How to scale agentic evaluation: Lessons from 200,000 SWE-bench runs
Blog post from AI21 Labs
The evaluation of agentic benchmarks, particularly using AI21 Maestro for SWE-bench Verified, involved addressing significant infrastructure challenges due to the complexity and scale required for statistical confidence. Traditional evaluation methods, designed for short and linear processes, struggled with the stateful, branching nature of agentic systems, necessitating the orchestration of over 200,000 evaluations. Key technical obstacles included managing high-latency, multi-step workflows, ensuring isolated execution environments to prevent state collision, and creating a resilient architecture to handle inevitable infrastructure failures.
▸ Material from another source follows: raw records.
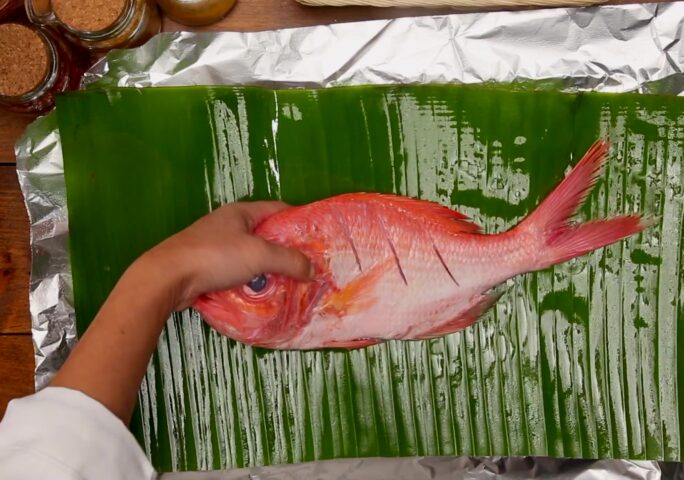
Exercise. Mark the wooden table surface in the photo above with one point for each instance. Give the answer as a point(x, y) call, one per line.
point(16, 348)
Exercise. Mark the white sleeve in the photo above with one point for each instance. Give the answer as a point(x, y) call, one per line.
point(63, 434)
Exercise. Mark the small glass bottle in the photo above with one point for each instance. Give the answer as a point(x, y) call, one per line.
point(99, 25)
point(196, 12)
point(36, 66)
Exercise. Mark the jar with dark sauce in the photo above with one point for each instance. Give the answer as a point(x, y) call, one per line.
point(98, 25)
point(35, 65)
point(9, 8)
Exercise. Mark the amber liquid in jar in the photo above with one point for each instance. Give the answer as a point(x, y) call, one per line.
point(99, 25)
point(34, 67)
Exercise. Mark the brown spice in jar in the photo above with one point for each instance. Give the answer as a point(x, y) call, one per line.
point(88, 15)
point(23, 60)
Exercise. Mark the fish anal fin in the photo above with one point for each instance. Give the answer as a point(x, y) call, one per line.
point(481, 304)
point(351, 344)
point(356, 296)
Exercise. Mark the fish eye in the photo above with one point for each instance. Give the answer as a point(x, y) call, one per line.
point(258, 284)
Initial attempts using local and naive Kubernetes implementations faced issues with resource contention and rate limits, due to assumptions made by the SWE-bench code about local execution environments. A breakthrough was achieved by adopting a multi-tenant simulation environment, allowing shared resources across runs and dramatically reducing failure rates. This setup, capable of supporting up to 8,000 parallel runs, was further optimized by separating the generation and evaluation steps, enabling resumability and efficient analysis even when some runs fail. Scaling this environment not only facilitated statistical confidence but also revealed system efficiencies necessary for real-world applications of enterprise AI systems, underscoring the importance of large-scale, iterative testing.